Tips That May Help You In Processing Grief
While there is no right or wrong way to grieve, some coping mechanisms are healthier than others for moving through the grieving process and dealing with the associated emotions. Remember, overcoming any type of grief is a journey that takes time. Some of the following tips may help.
Acknowledge And Be Gentle With Your Feelings
No one expects you to experience a loss and not feel pain. It’s okay to hurt, to cry, and even to be angry. Acknowledging and allowing your feelings is often an important step in the healing process. As you go, it’s usually helpful to avoid judging yourself, and instead to accept your emotions with compassion and gentleness. Try not to feel pressured to act or feel a certain way; your grieving process is your own, and it’s perfectly valid.

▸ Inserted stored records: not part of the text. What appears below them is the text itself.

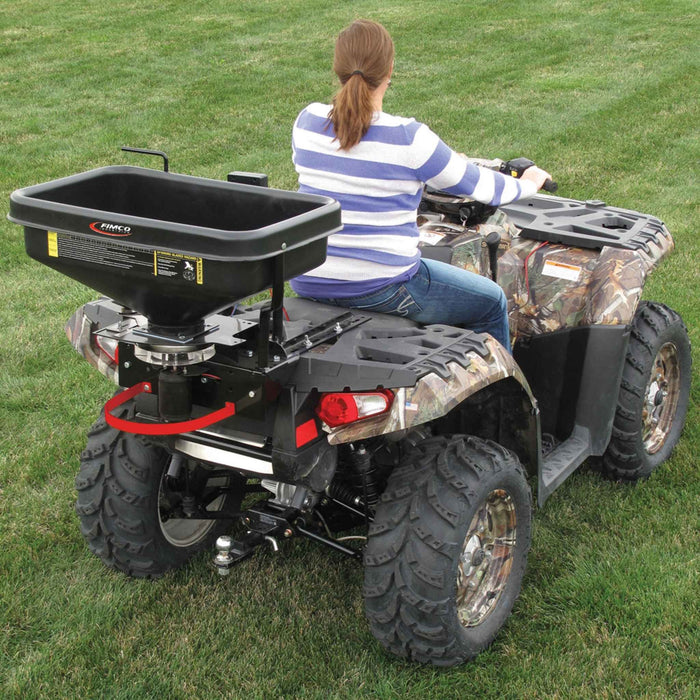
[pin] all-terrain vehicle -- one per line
(407, 447)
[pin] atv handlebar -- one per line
(517, 166)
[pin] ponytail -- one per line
(364, 55)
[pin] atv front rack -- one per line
(589, 224)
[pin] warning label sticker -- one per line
(188, 267)
(561, 270)
(89, 249)
(126, 257)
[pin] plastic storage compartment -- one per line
(172, 247)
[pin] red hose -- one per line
(128, 426)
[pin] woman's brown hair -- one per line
(364, 55)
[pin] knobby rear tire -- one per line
(120, 486)
(423, 544)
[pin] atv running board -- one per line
(562, 461)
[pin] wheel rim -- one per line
(184, 532)
(661, 398)
(486, 559)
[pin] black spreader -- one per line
(172, 247)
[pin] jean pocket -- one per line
(398, 303)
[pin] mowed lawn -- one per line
(604, 95)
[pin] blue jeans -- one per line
(441, 293)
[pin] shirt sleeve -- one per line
(444, 169)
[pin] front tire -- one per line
(447, 550)
(654, 394)
(128, 506)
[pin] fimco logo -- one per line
(108, 229)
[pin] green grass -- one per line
(604, 95)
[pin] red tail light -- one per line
(347, 407)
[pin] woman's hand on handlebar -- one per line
(536, 175)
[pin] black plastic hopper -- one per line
(172, 247)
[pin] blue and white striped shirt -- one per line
(378, 183)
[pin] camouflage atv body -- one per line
(422, 437)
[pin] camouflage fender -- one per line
(551, 287)
(433, 397)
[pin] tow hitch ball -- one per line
(223, 558)
(224, 545)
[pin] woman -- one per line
(375, 165)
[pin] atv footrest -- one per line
(564, 459)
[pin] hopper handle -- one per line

Take Care Of Your Physical Health
It can be difficult to get the motivation to eat at all when grieving, much less concoct a healthy meal. Exercise and quality sleep can also be difficult routines to keep up when experiencing a loss. That said, grief is draining, and taking care of your body can help you have the energy you need to get through it. One study found that participating in physical activity in particular may provide benefits for both the “physical health and psychological well-being of those who have been bereaved”. If you’re having trouble taking care of yourself in these ways, finding a friend or loved one who can support you or perhaps even join you in exercising and eating well may be helpful.
Know When To Seek Help
Expressing your grief can often be a helpful part of processing and moving past it. While some turn to journaling or the listening ear of a friend, others find it helpful to work through things with a therapist. They can offer a safe space for you to impart whatever you’re feeling about the situation and help you enact healthy coping mechanisms to deal with your emotions. While professional treatment isn’t necessary in every case of standard grief, it is typically recommended for cases of complicated grief. This condition typically won’t resolve on its own, and when left untreated, its effects can be detrimental to a person’s daily functioning, relationships, and overall well-being. Complicated grief therapy (CGT), for instance, is one type of treatment that may be effective for someone in this situation.

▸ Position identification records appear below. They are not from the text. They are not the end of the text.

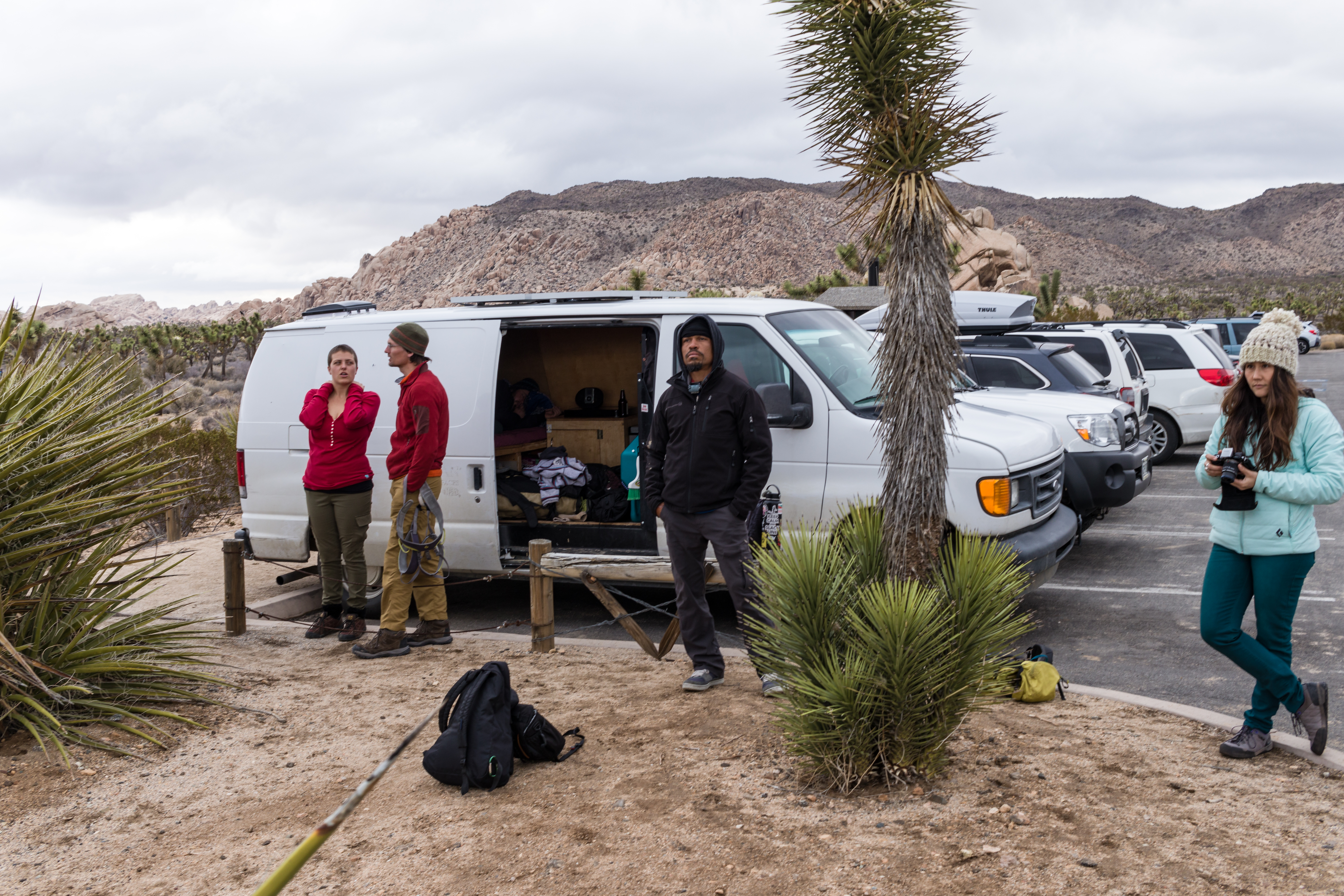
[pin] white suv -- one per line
(1114, 358)
(1187, 374)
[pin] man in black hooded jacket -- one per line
(709, 457)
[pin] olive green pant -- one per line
(398, 592)
(341, 526)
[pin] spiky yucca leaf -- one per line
(878, 80)
(77, 476)
(881, 672)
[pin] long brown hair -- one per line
(1269, 421)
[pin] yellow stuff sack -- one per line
(1040, 682)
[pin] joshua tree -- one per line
(878, 78)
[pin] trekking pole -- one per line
(286, 872)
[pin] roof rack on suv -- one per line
(554, 299)
(338, 308)
(1003, 342)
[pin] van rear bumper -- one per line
(1044, 547)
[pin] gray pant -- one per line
(689, 535)
(341, 526)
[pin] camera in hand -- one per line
(1236, 499)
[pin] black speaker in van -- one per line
(589, 400)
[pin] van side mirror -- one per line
(780, 410)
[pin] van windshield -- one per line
(839, 351)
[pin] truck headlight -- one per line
(1096, 429)
(998, 495)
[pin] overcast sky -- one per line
(194, 152)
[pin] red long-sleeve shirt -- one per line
(338, 450)
(420, 441)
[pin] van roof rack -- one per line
(557, 299)
(337, 308)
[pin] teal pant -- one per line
(1232, 581)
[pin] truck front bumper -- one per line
(1096, 480)
(1042, 549)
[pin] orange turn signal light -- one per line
(995, 496)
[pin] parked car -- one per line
(1187, 374)
(1233, 331)
(1114, 358)
(812, 365)
(1018, 362)
(1107, 464)
(976, 312)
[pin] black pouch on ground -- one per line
(476, 745)
(537, 739)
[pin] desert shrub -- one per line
(80, 472)
(882, 672)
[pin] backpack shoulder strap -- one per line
(572, 733)
(455, 692)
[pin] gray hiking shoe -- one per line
(701, 680)
(1314, 718)
(1247, 743)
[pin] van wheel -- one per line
(1166, 439)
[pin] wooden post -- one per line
(173, 523)
(236, 589)
(544, 600)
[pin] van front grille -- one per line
(1048, 487)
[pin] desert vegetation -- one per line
(88, 460)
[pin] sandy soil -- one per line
(674, 793)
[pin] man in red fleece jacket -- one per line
(415, 463)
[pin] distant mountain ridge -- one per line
(751, 234)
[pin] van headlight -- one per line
(1096, 429)
(999, 495)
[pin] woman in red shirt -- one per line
(339, 487)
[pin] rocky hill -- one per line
(753, 234)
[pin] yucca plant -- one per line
(878, 78)
(79, 475)
(880, 671)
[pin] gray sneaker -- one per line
(1247, 743)
(701, 680)
(1314, 718)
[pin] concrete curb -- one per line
(1298, 746)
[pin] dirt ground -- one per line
(674, 793)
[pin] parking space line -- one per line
(1065, 586)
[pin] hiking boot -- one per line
(353, 628)
(1247, 743)
(701, 680)
(325, 625)
(385, 644)
(429, 632)
(1314, 718)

There are different ways to seek the support of a mental health professional, regardless of the type of grief you may be experiencing. If you feel you’d benefit from their physical presence through in-person sessions, you can search for a therapist in your local area. Getting a list of covered providers through your insurance company, if applicable, or doing an online search can be good places to start.
Or, if you’re interested in connecting with a therapist from the comfort of your own home, you might consider online therapy. A platform like BetterHelp can match you with a licensed provider who you can meet with via phone, video call, and/or online chat from anywhere you have a working device and an internet connection. Research suggests that online therapy is “no less efficacious” than in-person sessions for a variety of conditions and situations, so you can feel free to choose the format that feels best for you.
You may be experiencing complicated grief if the symptoms outlined here sound familiar and if they’ve been persistent, ongoing, and negatively impacting your life. Treatment for this condition is available.